Pour ce qui est de la modification, elle voulait que la GRC offre des services dans les deux langues officielles si la demande pour des services en français excédait 5% du nombre de demandes enregistrées annuellement. Cette modification qui avait été proposée par l’actuel ministre de l’Environnement, John Baird, à l’époque président du Conseil du Trésor, est inacceptable aux yeux du comité sénatorial.

« On a déjà des services dans les deux langues dans nos avions et dans nos trains, alors pourquoi ne pas en avoir le long de la route transcanadienne », se demande la présidente du comité du Sénat sur les langues officielles, Maria Chaput. « Le changement qui est proposé a été fait au minimum. Le gouvernement n’a pas saisi l’occasion de faire un changement en considérant le public voyageur, surtout que la Cour suprême avait ouvert la porte à cette idée », ajoutait-elle en entrevue avec l’APF.

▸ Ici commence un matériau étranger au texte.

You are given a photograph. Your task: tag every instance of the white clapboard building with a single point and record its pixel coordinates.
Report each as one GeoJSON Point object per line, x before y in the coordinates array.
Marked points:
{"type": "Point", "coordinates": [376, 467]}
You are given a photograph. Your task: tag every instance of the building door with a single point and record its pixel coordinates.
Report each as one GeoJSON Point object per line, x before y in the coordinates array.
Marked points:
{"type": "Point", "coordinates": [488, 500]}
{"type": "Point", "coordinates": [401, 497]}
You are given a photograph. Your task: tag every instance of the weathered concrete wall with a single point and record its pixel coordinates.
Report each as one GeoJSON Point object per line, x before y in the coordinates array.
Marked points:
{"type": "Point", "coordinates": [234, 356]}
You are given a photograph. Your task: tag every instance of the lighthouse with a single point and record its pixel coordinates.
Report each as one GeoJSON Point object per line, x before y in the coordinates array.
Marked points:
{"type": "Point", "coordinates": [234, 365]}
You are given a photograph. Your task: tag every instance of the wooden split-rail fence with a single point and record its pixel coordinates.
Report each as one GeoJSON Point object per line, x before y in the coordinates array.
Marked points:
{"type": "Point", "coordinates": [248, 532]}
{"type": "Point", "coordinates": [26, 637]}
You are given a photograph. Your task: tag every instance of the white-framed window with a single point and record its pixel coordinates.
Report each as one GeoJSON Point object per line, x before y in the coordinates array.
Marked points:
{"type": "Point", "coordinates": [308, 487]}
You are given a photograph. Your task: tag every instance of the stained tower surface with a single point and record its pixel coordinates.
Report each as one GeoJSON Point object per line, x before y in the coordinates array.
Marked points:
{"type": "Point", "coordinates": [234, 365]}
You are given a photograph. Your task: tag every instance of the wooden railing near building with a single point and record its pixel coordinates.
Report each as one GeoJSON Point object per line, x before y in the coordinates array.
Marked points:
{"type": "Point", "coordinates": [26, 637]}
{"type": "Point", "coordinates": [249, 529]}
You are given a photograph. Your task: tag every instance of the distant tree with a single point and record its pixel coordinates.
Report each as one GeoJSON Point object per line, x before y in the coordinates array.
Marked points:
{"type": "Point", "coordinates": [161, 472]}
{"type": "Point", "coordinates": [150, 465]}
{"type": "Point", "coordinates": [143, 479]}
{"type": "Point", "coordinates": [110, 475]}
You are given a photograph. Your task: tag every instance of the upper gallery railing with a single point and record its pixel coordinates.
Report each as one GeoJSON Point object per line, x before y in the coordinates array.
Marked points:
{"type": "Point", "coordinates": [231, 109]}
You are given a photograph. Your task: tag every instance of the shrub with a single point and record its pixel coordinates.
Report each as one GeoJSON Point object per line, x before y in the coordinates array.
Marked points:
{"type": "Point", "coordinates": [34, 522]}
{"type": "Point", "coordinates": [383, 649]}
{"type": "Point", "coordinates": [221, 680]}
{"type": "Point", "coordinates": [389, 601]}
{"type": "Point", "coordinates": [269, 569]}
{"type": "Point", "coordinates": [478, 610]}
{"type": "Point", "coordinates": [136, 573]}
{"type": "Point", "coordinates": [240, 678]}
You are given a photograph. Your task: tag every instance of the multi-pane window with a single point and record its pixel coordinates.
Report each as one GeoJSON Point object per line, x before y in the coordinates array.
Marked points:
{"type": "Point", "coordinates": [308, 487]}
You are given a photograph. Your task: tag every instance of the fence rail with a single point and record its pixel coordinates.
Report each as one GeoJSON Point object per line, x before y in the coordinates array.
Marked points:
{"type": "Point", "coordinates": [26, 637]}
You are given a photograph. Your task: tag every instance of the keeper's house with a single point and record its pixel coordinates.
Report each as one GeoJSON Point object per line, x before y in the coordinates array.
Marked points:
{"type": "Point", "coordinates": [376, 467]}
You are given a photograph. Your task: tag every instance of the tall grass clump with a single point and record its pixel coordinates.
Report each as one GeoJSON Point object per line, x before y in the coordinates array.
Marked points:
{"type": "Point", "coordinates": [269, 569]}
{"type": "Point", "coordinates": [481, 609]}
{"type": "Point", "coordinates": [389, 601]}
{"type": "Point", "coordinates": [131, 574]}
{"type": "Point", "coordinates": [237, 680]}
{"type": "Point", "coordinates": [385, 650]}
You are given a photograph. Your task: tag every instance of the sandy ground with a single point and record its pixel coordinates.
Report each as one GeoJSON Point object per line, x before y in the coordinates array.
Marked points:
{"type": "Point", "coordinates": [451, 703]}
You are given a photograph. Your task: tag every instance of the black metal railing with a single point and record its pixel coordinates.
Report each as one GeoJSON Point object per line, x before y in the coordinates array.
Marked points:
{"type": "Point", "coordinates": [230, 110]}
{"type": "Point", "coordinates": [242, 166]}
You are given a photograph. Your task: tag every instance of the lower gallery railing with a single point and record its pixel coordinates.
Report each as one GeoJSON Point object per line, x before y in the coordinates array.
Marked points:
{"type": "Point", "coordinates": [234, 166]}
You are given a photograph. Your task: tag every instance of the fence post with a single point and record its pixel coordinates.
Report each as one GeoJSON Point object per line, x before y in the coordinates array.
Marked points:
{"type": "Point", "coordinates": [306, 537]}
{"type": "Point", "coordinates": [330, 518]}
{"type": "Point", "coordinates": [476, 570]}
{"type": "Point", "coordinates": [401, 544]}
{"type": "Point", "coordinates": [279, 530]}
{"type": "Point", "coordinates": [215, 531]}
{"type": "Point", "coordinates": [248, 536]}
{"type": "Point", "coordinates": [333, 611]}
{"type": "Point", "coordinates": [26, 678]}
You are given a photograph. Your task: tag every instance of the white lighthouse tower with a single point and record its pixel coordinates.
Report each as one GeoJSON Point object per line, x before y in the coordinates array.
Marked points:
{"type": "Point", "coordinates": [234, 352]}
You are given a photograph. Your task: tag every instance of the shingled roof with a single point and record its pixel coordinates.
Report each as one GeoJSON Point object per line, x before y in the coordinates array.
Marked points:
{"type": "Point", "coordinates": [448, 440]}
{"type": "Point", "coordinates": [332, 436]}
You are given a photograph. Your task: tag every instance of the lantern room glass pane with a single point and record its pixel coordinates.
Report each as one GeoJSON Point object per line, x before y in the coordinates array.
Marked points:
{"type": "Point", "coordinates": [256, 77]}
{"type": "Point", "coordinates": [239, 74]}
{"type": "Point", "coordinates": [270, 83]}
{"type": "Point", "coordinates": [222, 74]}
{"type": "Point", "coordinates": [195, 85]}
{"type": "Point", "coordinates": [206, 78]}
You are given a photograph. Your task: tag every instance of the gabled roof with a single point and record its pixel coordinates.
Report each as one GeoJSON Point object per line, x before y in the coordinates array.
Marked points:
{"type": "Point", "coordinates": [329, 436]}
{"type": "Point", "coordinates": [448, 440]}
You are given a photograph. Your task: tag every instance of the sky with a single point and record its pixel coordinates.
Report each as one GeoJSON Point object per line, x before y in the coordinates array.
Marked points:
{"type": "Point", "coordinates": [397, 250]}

Le comité sénatorial en est arrivé à ces conclusions au terme d’un exercice de consultation qui a notamment vu défiler John Baird, des représentants de la GRC et le commissaire aux langues officielles devant les membres du comité. Le gouvernement Harper dispose donc maintenant d’un délai d’un peu moins de deux mois pour réagir face aux trois recommandations formulées par les sénateurs.

« Ils n’ont pas le choix que de bien accueillir le rapport. Mais à savoir ce qui va se passer par la suite, ça peut prendre du temps, tout dépendant de la volonté politique d’offrir des services dans les deux langues officielles », poursuit la sénatrice manitobaine, qui maintient que les citoyens de partout au pays devraient pouvoir s’exprimer dans la langue officielle de leur choix auprès des agents de la GRC.

Enfin, Mme Chaput estime que ce dossier pourrait ouvrir la porte à des changements dans d’autres secteurs du gouvernement canadien ou des améliorations sont de mise en matière de bilinguisme.

« Le dossier de la GRC a suscité tellement d’intérêt à l’intérieur du pays qu’il pourrait ouvrir d’autres débats. L’exemple qui me vient à l’esprit est ce qu’on vient d’apprendre au sujet des forces armées, où on régresse au lieu d’avancer du côté des langues officielles », conclut la sénatrice Chaput.